Python Pain Points

So, there's this meme that you have to be able to enumerate your domain's pain points. For Python and GIS/neogeography these include:

  • the standard library's xml.sax and xml.dom. ElementTree and lxml are the way to go.

  • unittest. I wrote a pile of unittest modules for MapServer's SWIG bindings, aka mapscript. So many that it'll be a while before I slide out of the top 5 all-time MapServer LOC. The tests never really caught on with other developers. The generic xUnit style didn't help seasoned developers cross over, and doesn't help explain usage to new users. These days, I'm much happier using doctest. It's been hard for new Python programmers to find good advice on the right testing framework, and the consequence for open source Python GIS is that people don't write tests.

  • distutils and setuptools. Python's packaging and distribution story is too arcane. Yes, this is intricate stuff, but it needs to be easier. People developing open source GIS for Python rarely bother to figure out the old distutils setup, let alone eggs.

  • str and unicode. Python's unicode story is not bad, and will be even better when unicode is always on.
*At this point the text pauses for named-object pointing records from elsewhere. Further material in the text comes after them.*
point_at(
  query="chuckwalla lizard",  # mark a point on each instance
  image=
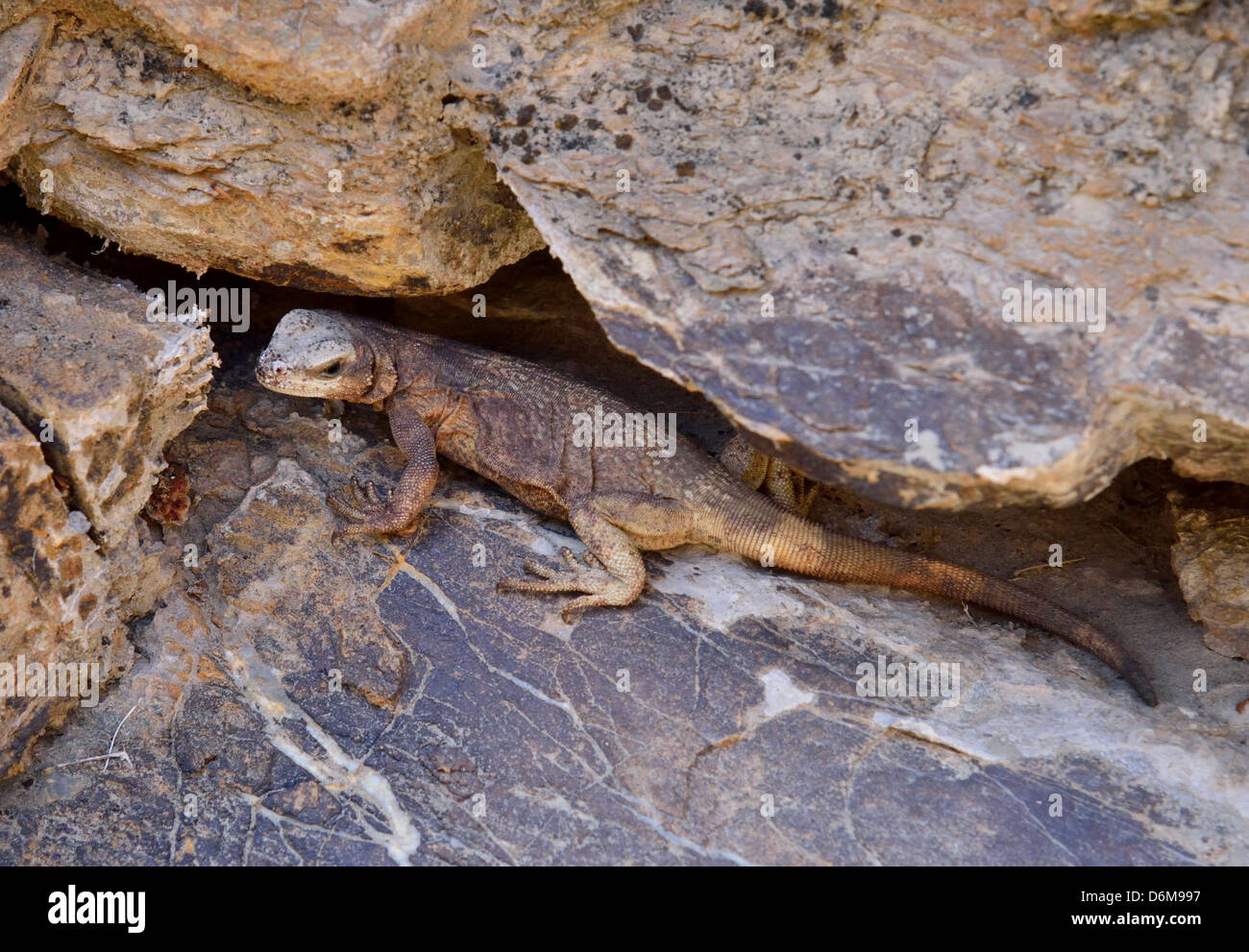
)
(512, 423)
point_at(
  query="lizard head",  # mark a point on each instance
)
(329, 354)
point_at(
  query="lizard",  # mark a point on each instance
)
(512, 421)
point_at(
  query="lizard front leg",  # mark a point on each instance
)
(761, 471)
(612, 525)
(369, 511)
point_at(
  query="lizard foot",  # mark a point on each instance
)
(600, 586)
(366, 510)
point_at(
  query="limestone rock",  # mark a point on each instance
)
(828, 207)
(1211, 558)
(298, 149)
(378, 702)
(88, 396)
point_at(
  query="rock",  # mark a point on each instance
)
(378, 702)
(331, 171)
(823, 245)
(103, 391)
(1211, 558)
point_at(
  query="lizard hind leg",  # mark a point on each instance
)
(612, 525)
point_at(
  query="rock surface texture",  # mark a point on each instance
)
(813, 214)
(90, 393)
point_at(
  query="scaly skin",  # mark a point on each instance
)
(512, 421)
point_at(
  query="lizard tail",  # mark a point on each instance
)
(808, 549)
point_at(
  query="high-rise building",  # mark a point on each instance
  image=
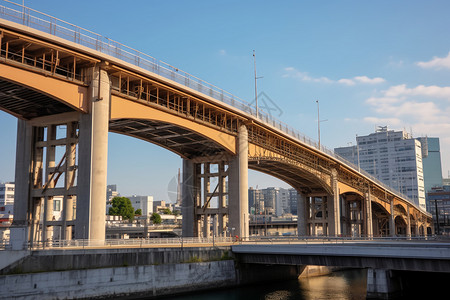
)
(270, 198)
(255, 201)
(432, 166)
(293, 200)
(145, 203)
(7, 193)
(431, 160)
(393, 157)
(282, 202)
(439, 207)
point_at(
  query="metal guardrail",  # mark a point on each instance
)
(214, 241)
(118, 243)
(37, 20)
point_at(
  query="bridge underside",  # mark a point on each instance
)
(292, 175)
(27, 103)
(182, 141)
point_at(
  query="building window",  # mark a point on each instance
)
(56, 205)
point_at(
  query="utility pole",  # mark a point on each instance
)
(256, 89)
(318, 121)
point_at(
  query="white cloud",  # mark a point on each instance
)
(383, 121)
(431, 91)
(365, 79)
(291, 72)
(436, 63)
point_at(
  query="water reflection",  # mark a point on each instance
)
(348, 284)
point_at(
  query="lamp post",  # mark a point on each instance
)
(318, 121)
(256, 89)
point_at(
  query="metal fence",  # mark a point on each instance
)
(37, 20)
(215, 241)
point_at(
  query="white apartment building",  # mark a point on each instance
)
(282, 202)
(145, 203)
(6, 193)
(393, 157)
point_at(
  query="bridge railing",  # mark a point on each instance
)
(117, 243)
(216, 241)
(37, 20)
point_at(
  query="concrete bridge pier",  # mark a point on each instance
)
(202, 217)
(238, 187)
(43, 173)
(93, 154)
(302, 215)
(383, 284)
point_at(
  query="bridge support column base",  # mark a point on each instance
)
(383, 284)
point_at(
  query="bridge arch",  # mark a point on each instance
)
(49, 95)
(380, 217)
(175, 133)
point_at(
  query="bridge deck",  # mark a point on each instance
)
(411, 256)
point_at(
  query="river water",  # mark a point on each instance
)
(339, 285)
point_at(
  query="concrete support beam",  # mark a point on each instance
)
(334, 213)
(93, 154)
(187, 198)
(302, 216)
(19, 230)
(238, 187)
(368, 215)
(408, 223)
(382, 284)
(392, 220)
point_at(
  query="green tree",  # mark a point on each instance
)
(166, 211)
(121, 206)
(155, 218)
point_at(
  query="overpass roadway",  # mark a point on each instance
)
(389, 255)
(53, 73)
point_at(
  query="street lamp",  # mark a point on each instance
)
(318, 121)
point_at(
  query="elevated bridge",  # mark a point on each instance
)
(69, 87)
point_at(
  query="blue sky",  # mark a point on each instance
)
(368, 63)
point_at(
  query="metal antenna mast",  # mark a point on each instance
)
(256, 89)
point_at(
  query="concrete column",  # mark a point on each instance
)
(93, 154)
(408, 223)
(382, 284)
(301, 212)
(19, 229)
(48, 200)
(238, 187)
(334, 215)
(368, 214)
(187, 198)
(392, 220)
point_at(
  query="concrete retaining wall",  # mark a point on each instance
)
(63, 260)
(150, 280)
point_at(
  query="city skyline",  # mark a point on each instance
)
(365, 72)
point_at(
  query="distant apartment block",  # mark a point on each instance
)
(6, 193)
(439, 200)
(145, 203)
(393, 157)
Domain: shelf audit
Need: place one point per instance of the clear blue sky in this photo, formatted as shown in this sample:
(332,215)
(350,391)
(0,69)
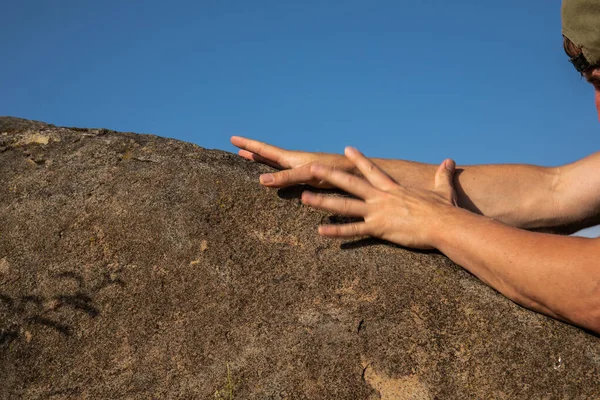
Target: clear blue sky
(479,81)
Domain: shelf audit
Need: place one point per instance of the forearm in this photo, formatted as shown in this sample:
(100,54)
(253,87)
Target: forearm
(518,195)
(555,275)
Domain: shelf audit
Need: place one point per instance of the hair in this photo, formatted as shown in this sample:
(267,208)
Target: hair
(571,48)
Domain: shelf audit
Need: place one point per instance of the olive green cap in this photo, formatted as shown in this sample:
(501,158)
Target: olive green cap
(581,25)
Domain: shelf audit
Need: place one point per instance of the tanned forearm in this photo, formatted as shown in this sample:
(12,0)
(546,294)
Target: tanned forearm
(519,195)
(555,275)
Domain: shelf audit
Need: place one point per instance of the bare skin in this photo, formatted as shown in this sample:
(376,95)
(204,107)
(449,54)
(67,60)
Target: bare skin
(471,214)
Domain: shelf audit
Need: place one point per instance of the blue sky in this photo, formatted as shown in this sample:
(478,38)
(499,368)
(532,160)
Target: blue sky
(482,82)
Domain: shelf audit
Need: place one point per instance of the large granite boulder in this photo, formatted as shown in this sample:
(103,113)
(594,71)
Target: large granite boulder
(133,266)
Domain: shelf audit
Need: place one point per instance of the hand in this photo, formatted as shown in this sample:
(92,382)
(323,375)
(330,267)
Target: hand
(408,217)
(295,165)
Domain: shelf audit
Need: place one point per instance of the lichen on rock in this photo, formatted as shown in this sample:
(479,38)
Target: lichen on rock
(134,266)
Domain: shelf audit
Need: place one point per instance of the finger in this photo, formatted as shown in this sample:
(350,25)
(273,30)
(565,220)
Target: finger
(342,180)
(288,177)
(372,172)
(344,230)
(338,205)
(444,179)
(264,150)
(248,155)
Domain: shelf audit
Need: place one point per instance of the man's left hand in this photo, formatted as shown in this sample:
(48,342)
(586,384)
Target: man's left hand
(405,216)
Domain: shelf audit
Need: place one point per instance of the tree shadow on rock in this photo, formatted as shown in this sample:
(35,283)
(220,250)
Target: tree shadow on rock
(20,313)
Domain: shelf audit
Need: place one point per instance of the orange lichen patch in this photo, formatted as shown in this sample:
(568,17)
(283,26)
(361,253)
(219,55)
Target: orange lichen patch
(203,248)
(276,238)
(4,266)
(35,138)
(351,292)
(403,388)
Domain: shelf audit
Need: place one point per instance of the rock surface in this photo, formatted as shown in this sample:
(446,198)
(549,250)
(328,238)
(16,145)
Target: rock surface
(133,266)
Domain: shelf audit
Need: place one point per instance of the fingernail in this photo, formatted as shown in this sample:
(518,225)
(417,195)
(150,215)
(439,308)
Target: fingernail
(266,178)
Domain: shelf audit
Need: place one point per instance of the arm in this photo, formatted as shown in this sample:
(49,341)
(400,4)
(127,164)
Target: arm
(555,275)
(519,195)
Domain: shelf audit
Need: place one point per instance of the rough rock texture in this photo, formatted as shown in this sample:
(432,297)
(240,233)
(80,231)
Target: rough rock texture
(133,266)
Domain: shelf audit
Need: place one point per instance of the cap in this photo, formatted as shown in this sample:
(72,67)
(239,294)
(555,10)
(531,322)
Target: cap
(581,25)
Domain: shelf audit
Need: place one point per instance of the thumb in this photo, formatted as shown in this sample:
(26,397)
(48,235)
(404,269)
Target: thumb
(444,180)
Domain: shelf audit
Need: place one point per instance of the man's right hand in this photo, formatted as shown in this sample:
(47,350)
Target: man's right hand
(294,166)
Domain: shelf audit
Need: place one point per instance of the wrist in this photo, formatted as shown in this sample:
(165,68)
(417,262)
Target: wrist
(447,225)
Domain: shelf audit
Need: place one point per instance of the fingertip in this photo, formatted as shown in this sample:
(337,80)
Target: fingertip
(317,168)
(306,196)
(350,150)
(267,179)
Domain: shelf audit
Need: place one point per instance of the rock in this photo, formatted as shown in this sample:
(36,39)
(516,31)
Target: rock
(139,267)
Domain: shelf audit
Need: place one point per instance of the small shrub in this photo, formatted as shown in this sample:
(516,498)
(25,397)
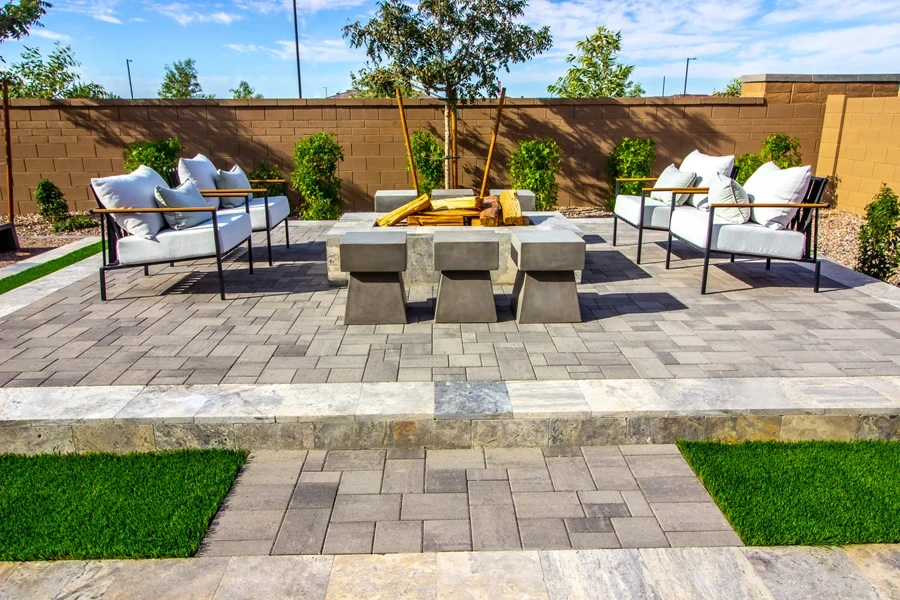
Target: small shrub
(316,177)
(51,202)
(159,155)
(533,166)
(428,154)
(879,242)
(264,170)
(630,158)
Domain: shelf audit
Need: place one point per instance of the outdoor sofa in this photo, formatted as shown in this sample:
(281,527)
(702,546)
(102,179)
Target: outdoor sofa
(266,213)
(144,222)
(668,192)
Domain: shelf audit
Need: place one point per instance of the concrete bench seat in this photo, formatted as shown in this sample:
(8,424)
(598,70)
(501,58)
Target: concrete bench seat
(465,260)
(545,290)
(375,261)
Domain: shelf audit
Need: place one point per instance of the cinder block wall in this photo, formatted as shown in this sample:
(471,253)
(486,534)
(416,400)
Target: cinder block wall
(71,141)
(860,148)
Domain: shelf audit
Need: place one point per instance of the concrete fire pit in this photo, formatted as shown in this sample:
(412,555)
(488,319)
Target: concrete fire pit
(420,246)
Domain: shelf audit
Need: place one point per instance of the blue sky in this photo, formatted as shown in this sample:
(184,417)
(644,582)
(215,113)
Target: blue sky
(253,40)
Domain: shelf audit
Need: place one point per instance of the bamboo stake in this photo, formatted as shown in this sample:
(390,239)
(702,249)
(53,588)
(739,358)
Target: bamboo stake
(412,164)
(487,166)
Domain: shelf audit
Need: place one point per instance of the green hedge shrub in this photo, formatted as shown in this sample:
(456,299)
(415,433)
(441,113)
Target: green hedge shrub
(428,154)
(879,242)
(159,155)
(316,177)
(533,166)
(632,157)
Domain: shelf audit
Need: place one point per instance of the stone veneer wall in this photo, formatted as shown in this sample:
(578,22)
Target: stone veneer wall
(860,148)
(71,141)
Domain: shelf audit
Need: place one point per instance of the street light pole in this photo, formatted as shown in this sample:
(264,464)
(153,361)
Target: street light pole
(687,64)
(297,47)
(128,62)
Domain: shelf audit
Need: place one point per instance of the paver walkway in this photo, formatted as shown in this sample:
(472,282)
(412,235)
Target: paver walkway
(856,572)
(393,501)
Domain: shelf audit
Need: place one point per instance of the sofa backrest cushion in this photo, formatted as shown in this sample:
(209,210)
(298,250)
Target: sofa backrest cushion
(185,195)
(134,190)
(724,190)
(772,185)
(673,177)
(705,166)
(201,172)
(235,179)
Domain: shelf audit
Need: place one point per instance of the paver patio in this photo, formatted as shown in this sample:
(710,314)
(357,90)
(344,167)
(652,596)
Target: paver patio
(284,324)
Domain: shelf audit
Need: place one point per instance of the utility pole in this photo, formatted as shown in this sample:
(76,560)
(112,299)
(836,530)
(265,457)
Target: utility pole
(687,64)
(128,62)
(297,47)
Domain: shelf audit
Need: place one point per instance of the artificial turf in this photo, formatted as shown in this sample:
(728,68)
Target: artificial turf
(38,271)
(810,493)
(93,506)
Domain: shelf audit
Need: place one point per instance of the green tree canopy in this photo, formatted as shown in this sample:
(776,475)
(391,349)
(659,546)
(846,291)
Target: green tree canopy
(16,18)
(380,82)
(180,81)
(244,92)
(53,78)
(595,71)
(452,49)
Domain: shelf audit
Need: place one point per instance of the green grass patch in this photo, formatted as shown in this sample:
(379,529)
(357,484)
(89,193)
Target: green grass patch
(810,493)
(95,506)
(38,271)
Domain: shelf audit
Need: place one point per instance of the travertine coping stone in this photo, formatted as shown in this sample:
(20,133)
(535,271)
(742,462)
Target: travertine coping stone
(420,246)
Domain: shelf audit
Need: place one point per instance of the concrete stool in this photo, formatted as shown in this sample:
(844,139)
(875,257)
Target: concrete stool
(545,290)
(465,260)
(375,261)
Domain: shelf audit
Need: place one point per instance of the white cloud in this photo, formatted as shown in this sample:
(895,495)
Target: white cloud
(50,35)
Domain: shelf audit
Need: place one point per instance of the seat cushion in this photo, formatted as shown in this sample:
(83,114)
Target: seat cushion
(134,190)
(656,213)
(746,238)
(279,209)
(770,184)
(195,242)
(673,177)
(185,195)
(201,172)
(705,166)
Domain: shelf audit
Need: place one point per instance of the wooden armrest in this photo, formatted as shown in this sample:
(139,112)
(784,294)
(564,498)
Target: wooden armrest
(115,211)
(769,205)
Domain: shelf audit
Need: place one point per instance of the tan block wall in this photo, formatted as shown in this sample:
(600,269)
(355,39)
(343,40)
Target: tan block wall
(860,148)
(71,141)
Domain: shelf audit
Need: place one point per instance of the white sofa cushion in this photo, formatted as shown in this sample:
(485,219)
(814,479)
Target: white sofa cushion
(771,185)
(134,190)
(732,238)
(185,195)
(724,190)
(279,209)
(656,213)
(235,179)
(673,177)
(201,172)
(195,242)
(705,166)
  • function names. This is a small itch (caused by exposure to Ruby), but I'd love to be able to use self-descriptive Python APIs like:

    >>> if polygon.simple?      # instead of isSimple()
    >>> polygon.rotate!(angle)  # rotate self, not a copy
  • mapscript.py and gdal.py. Many users come to Python via MapServer and GDAL, which is unfortunate because those applications have terrible, un-Pythonic APIs (that ripple through the open source GIS community) and have created the impression that Python is just a binding for C/C++ code.

Comments

Re: Python Pain Points

Author: hobu

MapServer's unittests have slowly gained traction, but recently both myself and Umberto have made commits to them to help with watching the 5.0 release. I agree that doctest is much better and it would be nice to port MapServer's tests to it someday. Re: eggs. Both GDAL and MapServer will use setuptools first if it is available (although current trunk of GDAL will do --single-version-externally-managed by default if you use the 'make install' target). I fricking hate eggs though. In a web-enabled world, having eggs not extract themselves by default in someplace like /tmp that is writeable to processes like Apache causes much pain. Python eggs in their current incarnation seem like an obscene hack to me, with their behind the scenes path munging, unzipping, and other magic. That setuptools also busts compatibility with distutils also causes pain (ie, I can't do --prefix with setuptools but can with distutils). What did setuptools really solve that distutils didn't already again? Python may be fully unicode aware someday soon, but the C/C++ libs that we depend on in the Open Source GIS domain won't be. re unsightliness of gdal.py and mapscript.py... The first one out the gate gets shot in the back :) Do we change it now to make it pretty and break hundreds of thousands of lines of code and piss everyone off who's currently using it?

Re: Python Pain Points

Author: Sean

I like eggs. The development setup target is very handy, and I'm even planning to make more use of the dependency resolution before my projects hit 1.0. Those are my favorite features not found in distutils. I don't have a solution for my mapscript and ogr pain other than to improve Shapely, Rtree, and PCL, and get them to 1.0.